Comentário editorial
Nesta leitura prática, a decisão é organizada para mostrar o que o STJ efetivamente registrou e quais dados devem ser conferidos antes de transportar o entendimento para uma situação cotidiana. O recorte processual é AgRg no HC, julgado por QUINTA TURMA, sob relatoria de JOEL ILAN PACIORNIK.

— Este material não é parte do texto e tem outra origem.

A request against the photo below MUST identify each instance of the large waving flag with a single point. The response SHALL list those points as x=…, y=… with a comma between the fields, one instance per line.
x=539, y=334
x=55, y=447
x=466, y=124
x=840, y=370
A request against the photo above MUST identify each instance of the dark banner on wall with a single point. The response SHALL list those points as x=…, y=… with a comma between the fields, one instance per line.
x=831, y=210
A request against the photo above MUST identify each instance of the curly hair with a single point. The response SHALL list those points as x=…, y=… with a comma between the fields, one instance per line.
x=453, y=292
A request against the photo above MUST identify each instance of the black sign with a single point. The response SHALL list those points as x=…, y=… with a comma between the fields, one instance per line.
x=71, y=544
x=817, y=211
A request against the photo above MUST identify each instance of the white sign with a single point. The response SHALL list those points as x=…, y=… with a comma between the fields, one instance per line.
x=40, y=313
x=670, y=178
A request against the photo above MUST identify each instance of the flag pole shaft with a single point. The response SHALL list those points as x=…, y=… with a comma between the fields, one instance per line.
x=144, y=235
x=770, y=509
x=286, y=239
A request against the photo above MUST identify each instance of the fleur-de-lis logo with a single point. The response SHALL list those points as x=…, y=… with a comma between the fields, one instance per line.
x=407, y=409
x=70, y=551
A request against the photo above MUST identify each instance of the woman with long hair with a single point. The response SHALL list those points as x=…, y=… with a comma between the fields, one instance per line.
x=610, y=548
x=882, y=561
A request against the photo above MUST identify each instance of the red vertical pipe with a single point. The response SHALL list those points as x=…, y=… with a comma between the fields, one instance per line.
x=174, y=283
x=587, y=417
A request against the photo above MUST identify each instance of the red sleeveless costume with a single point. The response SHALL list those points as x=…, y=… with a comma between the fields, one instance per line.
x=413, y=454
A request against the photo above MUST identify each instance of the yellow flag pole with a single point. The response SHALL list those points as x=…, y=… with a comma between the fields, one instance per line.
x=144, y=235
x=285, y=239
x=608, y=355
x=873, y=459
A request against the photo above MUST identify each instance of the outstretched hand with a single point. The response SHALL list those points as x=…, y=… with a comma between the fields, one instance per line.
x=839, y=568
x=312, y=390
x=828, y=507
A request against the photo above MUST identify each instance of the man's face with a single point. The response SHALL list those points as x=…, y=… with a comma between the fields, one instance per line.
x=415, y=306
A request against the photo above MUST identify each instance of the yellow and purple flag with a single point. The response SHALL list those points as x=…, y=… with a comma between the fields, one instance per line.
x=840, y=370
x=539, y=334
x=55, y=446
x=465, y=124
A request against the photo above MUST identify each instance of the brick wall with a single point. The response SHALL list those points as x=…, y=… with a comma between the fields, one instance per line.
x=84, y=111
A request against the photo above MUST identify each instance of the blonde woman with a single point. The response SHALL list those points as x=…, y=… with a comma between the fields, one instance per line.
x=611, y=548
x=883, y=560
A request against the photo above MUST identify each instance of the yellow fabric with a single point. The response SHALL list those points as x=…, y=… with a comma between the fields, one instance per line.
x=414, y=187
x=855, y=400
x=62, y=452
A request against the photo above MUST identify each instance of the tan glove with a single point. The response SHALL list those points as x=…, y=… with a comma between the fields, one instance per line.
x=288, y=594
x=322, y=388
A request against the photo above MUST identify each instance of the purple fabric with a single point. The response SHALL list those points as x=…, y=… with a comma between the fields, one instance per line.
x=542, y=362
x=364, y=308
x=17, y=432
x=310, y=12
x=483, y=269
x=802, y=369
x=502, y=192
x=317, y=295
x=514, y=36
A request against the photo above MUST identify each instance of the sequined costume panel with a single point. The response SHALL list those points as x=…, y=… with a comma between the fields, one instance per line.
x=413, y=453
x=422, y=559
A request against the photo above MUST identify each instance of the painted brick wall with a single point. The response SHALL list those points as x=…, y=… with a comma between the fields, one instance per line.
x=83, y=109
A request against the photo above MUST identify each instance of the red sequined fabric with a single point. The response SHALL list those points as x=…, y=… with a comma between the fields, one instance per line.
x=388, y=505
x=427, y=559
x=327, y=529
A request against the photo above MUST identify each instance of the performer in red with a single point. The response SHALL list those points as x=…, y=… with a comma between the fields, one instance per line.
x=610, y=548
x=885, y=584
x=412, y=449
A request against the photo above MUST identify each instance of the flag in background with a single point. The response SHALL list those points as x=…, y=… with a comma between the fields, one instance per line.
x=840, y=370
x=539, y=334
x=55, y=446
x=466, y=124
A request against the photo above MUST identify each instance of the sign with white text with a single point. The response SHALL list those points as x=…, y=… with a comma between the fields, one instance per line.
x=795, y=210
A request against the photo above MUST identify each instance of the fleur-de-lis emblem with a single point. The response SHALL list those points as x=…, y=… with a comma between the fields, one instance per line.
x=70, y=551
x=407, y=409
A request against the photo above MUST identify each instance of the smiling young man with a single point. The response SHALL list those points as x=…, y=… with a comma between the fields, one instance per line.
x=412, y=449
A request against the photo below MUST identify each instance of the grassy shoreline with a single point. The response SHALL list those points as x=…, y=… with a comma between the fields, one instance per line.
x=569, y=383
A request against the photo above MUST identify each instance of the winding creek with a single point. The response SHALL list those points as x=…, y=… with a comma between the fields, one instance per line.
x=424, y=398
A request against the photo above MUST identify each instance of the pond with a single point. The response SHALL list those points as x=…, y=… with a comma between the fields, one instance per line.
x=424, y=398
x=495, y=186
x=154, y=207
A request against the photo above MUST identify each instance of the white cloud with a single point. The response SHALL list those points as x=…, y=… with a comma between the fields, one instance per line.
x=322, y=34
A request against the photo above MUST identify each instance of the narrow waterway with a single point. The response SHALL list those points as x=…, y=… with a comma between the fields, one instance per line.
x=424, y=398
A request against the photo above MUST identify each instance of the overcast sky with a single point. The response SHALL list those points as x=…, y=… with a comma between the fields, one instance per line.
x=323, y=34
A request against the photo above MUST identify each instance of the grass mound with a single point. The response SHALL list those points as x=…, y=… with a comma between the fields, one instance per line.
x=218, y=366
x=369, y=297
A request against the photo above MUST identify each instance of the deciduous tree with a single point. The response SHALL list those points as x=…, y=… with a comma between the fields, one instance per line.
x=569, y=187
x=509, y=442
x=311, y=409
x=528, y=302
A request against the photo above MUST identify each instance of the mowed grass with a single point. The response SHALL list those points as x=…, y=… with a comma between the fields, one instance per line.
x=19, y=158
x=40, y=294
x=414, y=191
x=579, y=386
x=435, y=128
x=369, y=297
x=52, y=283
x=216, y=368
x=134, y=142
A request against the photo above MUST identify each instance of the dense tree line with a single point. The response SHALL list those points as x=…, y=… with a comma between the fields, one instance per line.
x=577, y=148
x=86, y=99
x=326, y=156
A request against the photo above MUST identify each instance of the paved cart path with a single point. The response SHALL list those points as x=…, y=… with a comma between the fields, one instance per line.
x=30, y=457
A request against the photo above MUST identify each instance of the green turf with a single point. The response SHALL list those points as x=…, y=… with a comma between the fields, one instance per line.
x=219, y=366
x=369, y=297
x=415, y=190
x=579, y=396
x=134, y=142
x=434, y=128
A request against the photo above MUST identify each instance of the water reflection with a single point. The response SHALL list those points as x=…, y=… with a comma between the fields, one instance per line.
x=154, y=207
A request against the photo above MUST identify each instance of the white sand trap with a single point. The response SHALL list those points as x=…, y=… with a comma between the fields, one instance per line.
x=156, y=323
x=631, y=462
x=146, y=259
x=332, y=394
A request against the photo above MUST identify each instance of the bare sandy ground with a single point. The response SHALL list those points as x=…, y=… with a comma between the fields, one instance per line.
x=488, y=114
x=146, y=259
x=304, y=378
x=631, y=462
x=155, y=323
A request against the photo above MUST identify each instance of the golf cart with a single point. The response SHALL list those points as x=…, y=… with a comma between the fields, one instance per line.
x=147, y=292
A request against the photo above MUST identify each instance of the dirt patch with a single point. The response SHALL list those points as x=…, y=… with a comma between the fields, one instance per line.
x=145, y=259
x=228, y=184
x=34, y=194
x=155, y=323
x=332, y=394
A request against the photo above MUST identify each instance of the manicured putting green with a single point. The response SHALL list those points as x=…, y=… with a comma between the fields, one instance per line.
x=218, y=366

Para o cidadão, o ponto essencial é não tratar a ementa como uma regra automática: fatos, pedidos, fase processual e legislação aplicável precisam ser comparados com o caso concreto. Quando o julgamento repercutir em mobilidade, veículos, sanções ou direitos do condutor, essa conexão deve estar expressa no próprio texto oficial.
Pontos centrais da ementa
- O Tribunal de origem justificou a majoração da pena pecuniária embasado na existência de maus antecedentes para fixá-la em 1,016 salários-mínimos, o que se mostra correto, pois "é indispensável a fundamentação no dimensionamento do quantum referente ao valor da prestação pecuniária, devendo se levar em consideração as diretrizes do artigo 59 do Código Penal, bem como a situação econômica do paciente" (HC n.
- 352.666/M S, relatora Ministra Maria Thereza de Assis Moura, Sexta Turma, julgado em 23/8/2016, DJe de 1º /9/2016).

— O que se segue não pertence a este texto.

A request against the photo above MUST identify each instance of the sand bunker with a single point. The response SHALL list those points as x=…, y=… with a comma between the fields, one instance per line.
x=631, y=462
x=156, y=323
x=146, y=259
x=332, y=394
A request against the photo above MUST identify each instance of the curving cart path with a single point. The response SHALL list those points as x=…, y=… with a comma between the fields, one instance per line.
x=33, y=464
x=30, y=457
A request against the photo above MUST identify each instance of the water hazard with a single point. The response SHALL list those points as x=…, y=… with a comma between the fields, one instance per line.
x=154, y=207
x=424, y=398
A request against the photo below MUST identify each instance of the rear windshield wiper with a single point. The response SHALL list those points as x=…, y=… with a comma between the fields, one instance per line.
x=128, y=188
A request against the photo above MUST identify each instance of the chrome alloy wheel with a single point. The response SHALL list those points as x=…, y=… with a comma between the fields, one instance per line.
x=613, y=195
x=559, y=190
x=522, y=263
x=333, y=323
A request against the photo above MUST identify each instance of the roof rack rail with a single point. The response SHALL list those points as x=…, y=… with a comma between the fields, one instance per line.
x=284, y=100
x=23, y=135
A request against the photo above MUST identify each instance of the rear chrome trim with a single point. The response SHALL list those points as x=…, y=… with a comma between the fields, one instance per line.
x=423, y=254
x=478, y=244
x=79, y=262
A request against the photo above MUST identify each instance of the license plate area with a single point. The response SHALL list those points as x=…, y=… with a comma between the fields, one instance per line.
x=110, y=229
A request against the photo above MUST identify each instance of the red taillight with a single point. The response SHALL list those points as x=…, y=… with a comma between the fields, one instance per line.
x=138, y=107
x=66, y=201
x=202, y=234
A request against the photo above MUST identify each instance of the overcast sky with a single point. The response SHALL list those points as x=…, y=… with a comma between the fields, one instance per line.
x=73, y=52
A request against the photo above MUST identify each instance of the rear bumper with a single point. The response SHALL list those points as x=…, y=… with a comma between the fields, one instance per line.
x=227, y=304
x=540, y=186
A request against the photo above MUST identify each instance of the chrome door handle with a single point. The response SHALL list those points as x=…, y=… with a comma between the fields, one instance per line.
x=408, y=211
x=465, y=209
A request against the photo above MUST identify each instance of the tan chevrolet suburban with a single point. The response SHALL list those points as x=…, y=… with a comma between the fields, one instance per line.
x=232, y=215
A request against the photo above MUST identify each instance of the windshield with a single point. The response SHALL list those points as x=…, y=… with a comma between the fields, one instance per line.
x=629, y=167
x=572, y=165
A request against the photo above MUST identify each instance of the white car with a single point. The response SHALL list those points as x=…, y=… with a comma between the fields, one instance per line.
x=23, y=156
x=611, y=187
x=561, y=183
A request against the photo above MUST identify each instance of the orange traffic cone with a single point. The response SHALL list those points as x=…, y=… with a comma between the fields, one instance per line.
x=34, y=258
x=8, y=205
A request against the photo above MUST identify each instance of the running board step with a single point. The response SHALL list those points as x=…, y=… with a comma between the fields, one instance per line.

- A majoração feita, contra a qual se insurge a Defensoria Pública, pela Corte de origem é ínfima - 0,16% do salário mínimo de 2018, representando R$ 1,52 (um real e cinquenta e dois centavos) - o que não impede o seu cumprimento mesmo sendo o paciente beneficiário da justiça gratuita.
Resultado indicado
Agravo regimental desprovido.
Ementa oficial
AGRAVO REGIMENTAL NO HABEAS CORPUS. FURTO. VALOR DA PRESTAÇÃO PECUNIÁRIA. MAJORAÇÃO. EXISTÊNCIA DE MAUS ANTECEDENTES. POSSIBILIDADE. AGRAVO DESPROVIDO. 1. O Tribunal de origem justificou a majoração da pena pecuniária embasado na existência de maus antecedentes para fixá-la em 1,016 salários-mínimos, o que se mostra correto, pois "é indispensável a fundamentação no dimensionamento do quantum referente ao valor da prestação pecuniária, devendo se levar em consideração as diretrizes do artigo 59 do Código Penal, bem como a situação econômica do paciente" (HC n. 352.666/M S, relatora Ministra Maria Thereza de Assis Moura, Sexta Turma, julgado em 23/8/2016, DJe de 1º /9/2016). 2. A majoração feita, contra a qual se insurge a Defensoria Pública, pela Corte de origem é ínfima - 0,16% do salário mínimo de 2018, representando R$ 1,52 (um real e cinquenta e dois centavos) - o que não impede o seu cumprimento mesmo sendo o paciente beneficiário da justiça gratuita. 3. Agravo regimental desprovido.
Referências legislativas
["LEG:FED DEL:002848 ANO:1940\n***** CP-40 CÓDIGO PENAL\n ART:00059"]
Fonte e transparência
Conteúdo documental proveniente do conjunto oficial de dados abertos do STJ. Consulte também a pesquisa de jurisprudência do STJ e o arquivo oficial de origem deste registro.
Aviso: este material tem finalidade informativa e documental. Não constitui parecer jurídico nem garante aplicação do entendimento a outro processo.